L’atteggiamento degli Stati Uniti
Alberto Stabile su Repubblica commenta la reazione israeliana al via libera degli Stati Uniti all’iniziativa della Turchia. Netanyahu, scrive, non era mai stato così duro nemmeno con Barack Obama, il Presidente statunitense col quale i rapporti sono stati più tesi. Il tweet di Bibi – “Israele condanna fortemente l’invasione delle aree curde in Siria e mette in guardia contro la pulizia etnica dei curdi da parte della Turchia e dei suoi agenti” – va letta come una dichiarazione di allarme di fronte all’atteggiamento americano che al Medio Oriente sembra dire: fatevi le vostre guerre, noi ce ne laviamo le mani. Se Trump abbandona degli alleati una volta, potrebbe farlo di nuovo e ciò preoccupa Israele: “Tra tutte le reazioni alla sciagurata decisione di Trump di ritirare i soldati americani, dando via libera all’invasione turca del Nord Est della Siria, la condanna israeliana è certamente la più pesante e non solo per gli strettissimi, storici legami esistenti tra i due paesi, ma anche perché il sostanziale congelamento imposto da Trump al negoziato coi palestinesi, sostituito da una serie di gesti unilaterali a favore d’Israele, ha dato l’impressione che gli Stati Uniti, contrariamente a quanto avrebbe imposto il loro ruolo di mediatori imparziali del conflitto, si fossero totalmente allineati alle posizioni della destra israeliana, che Netanyahu da oltre 13 anni rappresenta al potere”.
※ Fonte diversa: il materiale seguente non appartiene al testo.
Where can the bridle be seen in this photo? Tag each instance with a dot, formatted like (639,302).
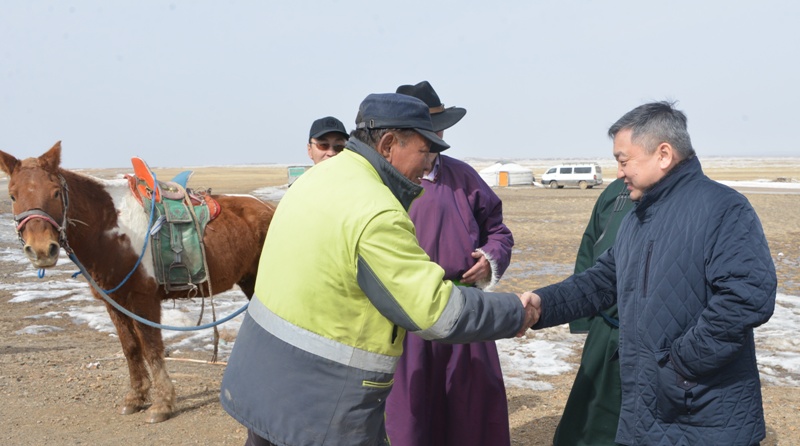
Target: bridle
(32,214)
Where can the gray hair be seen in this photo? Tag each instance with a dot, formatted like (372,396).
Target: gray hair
(655,123)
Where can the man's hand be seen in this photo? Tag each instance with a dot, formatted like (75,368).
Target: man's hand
(480,271)
(533,309)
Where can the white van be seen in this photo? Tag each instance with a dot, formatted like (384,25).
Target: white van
(585,176)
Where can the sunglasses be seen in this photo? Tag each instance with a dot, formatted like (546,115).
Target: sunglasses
(325,146)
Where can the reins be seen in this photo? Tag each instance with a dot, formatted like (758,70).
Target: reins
(31,214)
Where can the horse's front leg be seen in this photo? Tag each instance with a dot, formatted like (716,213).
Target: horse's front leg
(136,397)
(163,391)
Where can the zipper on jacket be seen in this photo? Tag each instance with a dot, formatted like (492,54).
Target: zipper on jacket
(647,267)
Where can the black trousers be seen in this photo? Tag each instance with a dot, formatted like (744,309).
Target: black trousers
(254,440)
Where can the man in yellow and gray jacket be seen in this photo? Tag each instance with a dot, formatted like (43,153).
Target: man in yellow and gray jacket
(341,279)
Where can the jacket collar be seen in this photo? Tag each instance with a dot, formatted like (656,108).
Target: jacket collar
(682,172)
(401,187)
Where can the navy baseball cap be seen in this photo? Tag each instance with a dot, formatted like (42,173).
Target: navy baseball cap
(398,111)
(325,125)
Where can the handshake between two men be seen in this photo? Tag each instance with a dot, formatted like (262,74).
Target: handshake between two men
(533,309)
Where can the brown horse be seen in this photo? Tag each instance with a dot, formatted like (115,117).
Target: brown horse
(104,225)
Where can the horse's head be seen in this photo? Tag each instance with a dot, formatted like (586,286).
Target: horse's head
(39,201)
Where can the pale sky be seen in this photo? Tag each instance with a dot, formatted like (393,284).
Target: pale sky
(197,83)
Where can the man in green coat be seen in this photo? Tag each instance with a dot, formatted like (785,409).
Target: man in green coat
(592,411)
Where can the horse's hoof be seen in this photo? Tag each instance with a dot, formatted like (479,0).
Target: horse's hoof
(130,409)
(157,417)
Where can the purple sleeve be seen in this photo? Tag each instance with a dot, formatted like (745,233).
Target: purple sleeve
(458,214)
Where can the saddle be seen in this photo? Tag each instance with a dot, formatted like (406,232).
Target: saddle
(179,221)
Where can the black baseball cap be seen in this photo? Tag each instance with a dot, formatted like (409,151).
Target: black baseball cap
(398,111)
(325,125)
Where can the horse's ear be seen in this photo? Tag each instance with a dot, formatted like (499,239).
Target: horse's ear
(52,158)
(7,162)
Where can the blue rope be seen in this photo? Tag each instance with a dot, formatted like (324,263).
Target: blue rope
(137,318)
(146,237)
(104,293)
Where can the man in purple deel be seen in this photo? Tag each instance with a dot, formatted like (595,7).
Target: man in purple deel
(448,394)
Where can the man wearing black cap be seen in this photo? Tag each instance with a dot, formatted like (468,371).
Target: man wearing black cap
(326,139)
(453,394)
(341,279)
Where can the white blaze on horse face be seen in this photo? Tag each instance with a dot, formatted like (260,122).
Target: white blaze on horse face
(132,221)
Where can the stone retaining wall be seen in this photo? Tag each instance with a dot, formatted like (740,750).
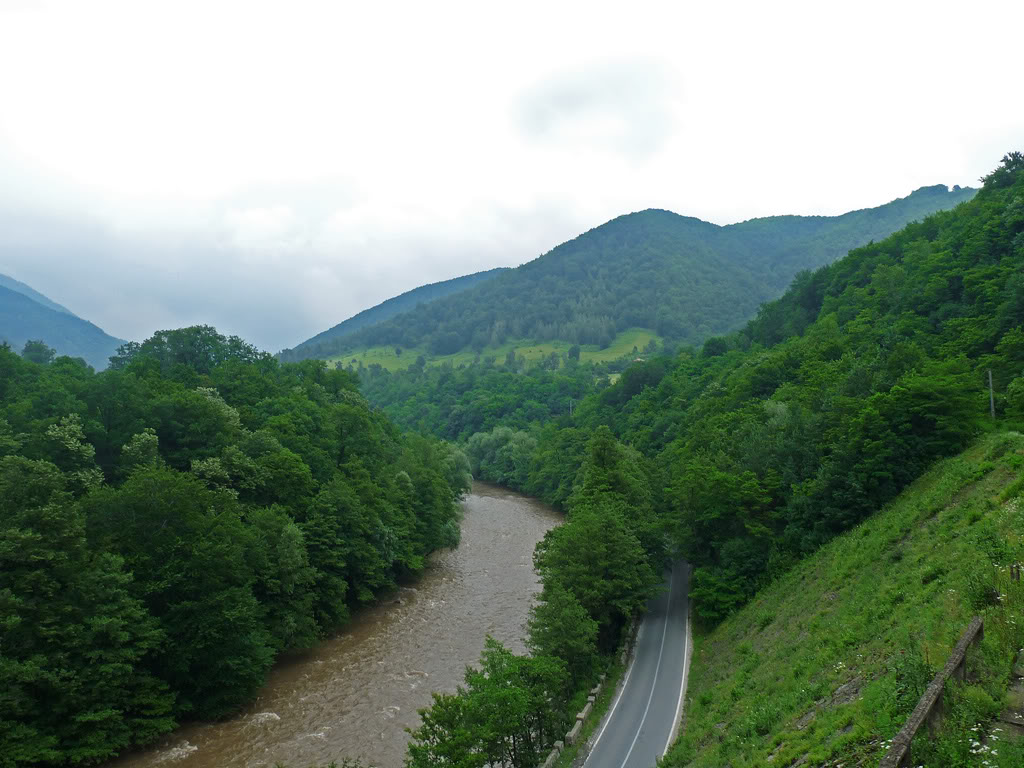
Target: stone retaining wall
(573,734)
(929,709)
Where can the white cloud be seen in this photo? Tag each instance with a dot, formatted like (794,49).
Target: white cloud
(275,167)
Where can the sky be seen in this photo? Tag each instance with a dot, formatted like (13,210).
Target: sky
(272,168)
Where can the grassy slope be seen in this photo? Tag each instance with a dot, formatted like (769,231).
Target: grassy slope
(531,351)
(877,610)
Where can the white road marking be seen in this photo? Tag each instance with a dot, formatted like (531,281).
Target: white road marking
(682,684)
(657,668)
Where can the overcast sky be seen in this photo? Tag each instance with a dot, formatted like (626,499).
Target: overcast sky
(272,168)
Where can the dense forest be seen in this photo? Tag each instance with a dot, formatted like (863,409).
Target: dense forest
(597,569)
(681,278)
(762,444)
(322,344)
(172,524)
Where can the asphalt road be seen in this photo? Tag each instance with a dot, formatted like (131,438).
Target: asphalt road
(640,725)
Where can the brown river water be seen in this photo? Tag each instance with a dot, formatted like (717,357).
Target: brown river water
(354,694)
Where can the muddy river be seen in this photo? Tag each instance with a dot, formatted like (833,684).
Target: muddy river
(354,695)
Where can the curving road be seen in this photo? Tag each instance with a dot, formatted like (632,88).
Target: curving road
(642,721)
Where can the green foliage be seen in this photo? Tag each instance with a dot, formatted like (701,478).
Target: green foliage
(171,524)
(76,641)
(505,716)
(559,627)
(857,634)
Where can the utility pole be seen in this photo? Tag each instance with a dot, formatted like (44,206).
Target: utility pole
(991,396)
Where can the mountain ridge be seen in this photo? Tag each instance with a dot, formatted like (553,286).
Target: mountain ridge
(24,318)
(680,276)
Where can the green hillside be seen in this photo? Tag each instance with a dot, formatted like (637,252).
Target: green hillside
(680,278)
(826,664)
(323,344)
(532,352)
(24,318)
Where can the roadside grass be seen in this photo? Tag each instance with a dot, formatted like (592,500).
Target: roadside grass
(601,704)
(532,352)
(824,665)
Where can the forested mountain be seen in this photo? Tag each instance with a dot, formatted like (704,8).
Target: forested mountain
(764,443)
(18,287)
(171,524)
(26,314)
(323,343)
(682,278)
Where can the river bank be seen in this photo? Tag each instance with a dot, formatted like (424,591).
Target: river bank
(354,694)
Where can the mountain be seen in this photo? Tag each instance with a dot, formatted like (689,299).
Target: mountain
(17,286)
(23,317)
(682,278)
(860,628)
(318,345)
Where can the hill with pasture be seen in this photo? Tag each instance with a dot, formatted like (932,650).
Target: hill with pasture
(327,342)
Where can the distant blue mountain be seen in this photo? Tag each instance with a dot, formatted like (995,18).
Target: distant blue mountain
(27,314)
(322,344)
(18,287)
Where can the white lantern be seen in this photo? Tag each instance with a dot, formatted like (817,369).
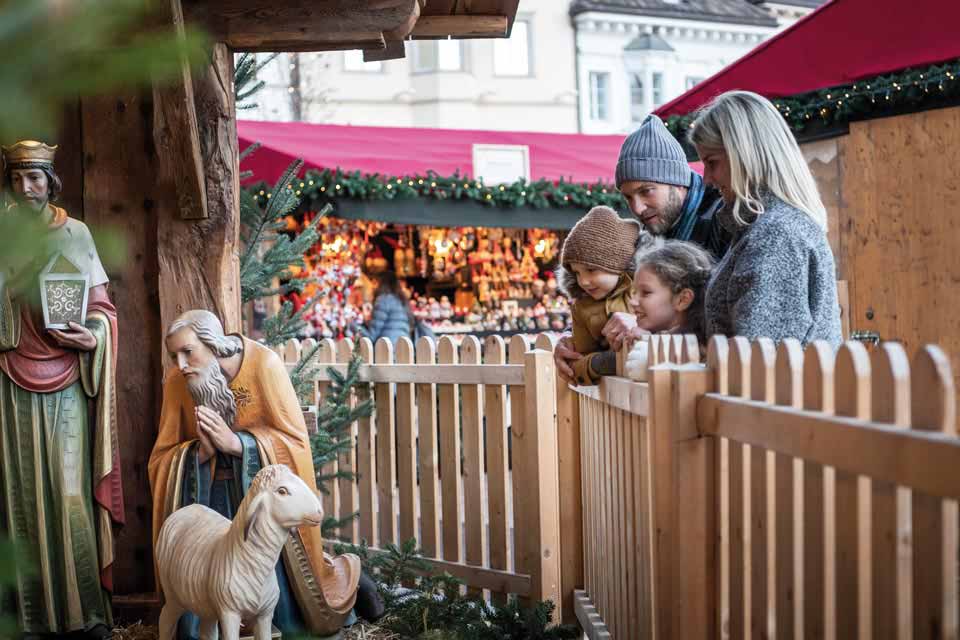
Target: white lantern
(63,293)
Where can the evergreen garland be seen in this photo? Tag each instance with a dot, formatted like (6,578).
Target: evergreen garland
(330,184)
(858,100)
(422,606)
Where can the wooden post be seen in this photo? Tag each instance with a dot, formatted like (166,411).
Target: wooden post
(429,480)
(536,512)
(198,263)
(498,483)
(327,354)
(694,488)
(892,541)
(934,520)
(450,481)
(818,520)
(407,447)
(788,378)
(473,457)
(366,468)
(386,448)
(853,535)
(661,463)
(571,491)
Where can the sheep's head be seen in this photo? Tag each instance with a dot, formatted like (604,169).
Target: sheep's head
(281,495)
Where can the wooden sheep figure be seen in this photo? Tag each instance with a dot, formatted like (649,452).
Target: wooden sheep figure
(225,571)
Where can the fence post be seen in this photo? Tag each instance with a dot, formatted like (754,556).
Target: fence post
(571,490)
(663,504)
(694,487)
(536,507)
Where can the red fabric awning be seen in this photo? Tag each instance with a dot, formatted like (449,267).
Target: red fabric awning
(407,151)
(841,42)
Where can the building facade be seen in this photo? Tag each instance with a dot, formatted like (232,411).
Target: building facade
(587,66)
(524,83)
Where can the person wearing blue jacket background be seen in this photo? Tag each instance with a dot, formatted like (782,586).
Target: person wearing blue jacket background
(392,317)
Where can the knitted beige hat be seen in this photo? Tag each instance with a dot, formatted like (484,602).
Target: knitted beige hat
(603,240)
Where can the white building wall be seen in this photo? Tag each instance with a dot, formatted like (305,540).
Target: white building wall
(700,49)
(395,94)
(554,97)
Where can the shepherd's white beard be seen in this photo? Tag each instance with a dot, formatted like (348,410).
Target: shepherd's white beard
(209,388)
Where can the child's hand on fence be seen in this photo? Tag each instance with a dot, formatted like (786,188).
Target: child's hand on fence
(563,355)
(620,326)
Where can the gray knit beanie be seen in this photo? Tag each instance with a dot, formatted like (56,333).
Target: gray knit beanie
(652,154)
(603,240)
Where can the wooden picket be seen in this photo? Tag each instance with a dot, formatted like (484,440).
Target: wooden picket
(408,458)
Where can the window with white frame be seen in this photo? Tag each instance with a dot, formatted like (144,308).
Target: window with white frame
(437,55)
(353,61)
(599,95)
(657,86)
(512,57)
(638,101)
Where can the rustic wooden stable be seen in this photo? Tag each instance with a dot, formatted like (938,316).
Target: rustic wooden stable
(769,491)
(161,168)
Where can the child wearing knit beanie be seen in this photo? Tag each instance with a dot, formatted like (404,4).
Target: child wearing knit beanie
(597,262)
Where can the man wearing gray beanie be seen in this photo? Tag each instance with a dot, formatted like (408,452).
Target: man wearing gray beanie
(670,200)
(665,195)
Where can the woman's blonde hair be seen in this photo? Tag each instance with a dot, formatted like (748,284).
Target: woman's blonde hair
(763,154)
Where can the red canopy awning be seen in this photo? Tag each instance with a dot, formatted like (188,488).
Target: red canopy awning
(841,42)
(406,151)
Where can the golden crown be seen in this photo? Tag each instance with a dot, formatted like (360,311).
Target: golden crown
(28,151)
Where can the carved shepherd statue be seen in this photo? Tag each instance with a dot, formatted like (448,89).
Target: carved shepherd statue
(229,409)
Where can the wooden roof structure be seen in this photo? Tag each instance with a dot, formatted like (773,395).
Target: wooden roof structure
(379,27)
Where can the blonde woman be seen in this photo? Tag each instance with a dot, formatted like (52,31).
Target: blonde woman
(778,278)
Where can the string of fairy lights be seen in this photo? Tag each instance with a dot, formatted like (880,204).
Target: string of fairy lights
(836,105)
(909,88)
(539,194)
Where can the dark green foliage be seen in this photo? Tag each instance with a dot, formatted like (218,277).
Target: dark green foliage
(334,417)
(245,81)
(433,607)
(866,98)
(540,194)
(268,254)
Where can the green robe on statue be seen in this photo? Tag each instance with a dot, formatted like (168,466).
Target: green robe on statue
(60,491)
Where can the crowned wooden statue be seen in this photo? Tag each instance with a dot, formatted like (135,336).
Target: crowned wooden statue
(58,351)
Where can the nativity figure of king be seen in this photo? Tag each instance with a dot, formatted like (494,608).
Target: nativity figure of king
(59,455)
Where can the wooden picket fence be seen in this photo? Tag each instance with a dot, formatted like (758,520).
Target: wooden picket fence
(434,459)
(769,491)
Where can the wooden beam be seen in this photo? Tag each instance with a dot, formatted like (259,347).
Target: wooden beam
(395,50)
(303,25)
(197,260)
(461,26)
(175,131)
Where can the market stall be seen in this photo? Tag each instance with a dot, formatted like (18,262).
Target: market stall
(475,254)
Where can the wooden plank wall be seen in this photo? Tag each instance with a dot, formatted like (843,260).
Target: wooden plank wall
(892,191)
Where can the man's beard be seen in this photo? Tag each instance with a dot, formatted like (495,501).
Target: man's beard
(209,388)
(37,204)
(667,216)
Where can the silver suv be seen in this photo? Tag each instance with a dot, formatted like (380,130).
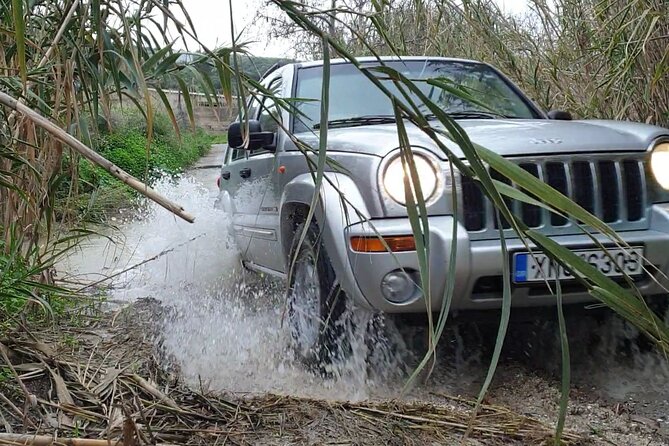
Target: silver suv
(267,188)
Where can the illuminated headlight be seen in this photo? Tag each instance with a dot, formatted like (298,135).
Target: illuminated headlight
(427,174)
(659,164)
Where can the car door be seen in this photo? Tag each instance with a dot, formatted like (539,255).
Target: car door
(253,191)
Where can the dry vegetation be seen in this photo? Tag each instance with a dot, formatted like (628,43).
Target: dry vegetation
(102,380)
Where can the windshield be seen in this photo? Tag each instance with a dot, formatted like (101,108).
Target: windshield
(354,96)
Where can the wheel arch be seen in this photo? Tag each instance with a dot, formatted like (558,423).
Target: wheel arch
(339,204)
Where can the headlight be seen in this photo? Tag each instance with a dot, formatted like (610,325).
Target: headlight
(395,172)
(659,164)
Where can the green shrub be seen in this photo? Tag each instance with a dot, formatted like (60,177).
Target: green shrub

Pierre Haski su Internazionale osserva invece la questione dell’atteggiamento di Trump da una prospettiva più ampia. Negli Stati Uniti, l’unico che sta cercando di fare qualcosa è il Congresso che, su iniziativa di parlamentari repubblicani che hanno preso le distanze da Trump, sta cercando di fare pressione sul governo turco. Ma la situazione è difficile e paradossale, perché sia i curdi sia la Turchia sono ufficialmente alleati degli Stati Uniti: “Siamo davanti all’ennesima incarnazione della disfunzionalità del mondo”, scrive Haski “con il disimpegno statunitense che lascia campo libero a una potenza regionale predatrice che agisce difendendo i propri interessi”. L’obiettivo di Erdoğan è cacciare i curdi dalla regione, non lasciando loro altra scelta che chiedere aiuto ad Assad, sostenuto dalla Russia. Quindi, diventare per forza di cose nemici degli Stati Uniti, passare paradossalmente dalla parte del torto. Anche le Nazioni Unite hanno le mani legate. La Francia ha presentato una mozione al Consiglio di Sicurezza, ma dato il diritto di veto essa è solo una dichiarazione di intenti. L’Onu, conclude il giornalista è “tornata a essere un sinonimo di impotenza collettiva”.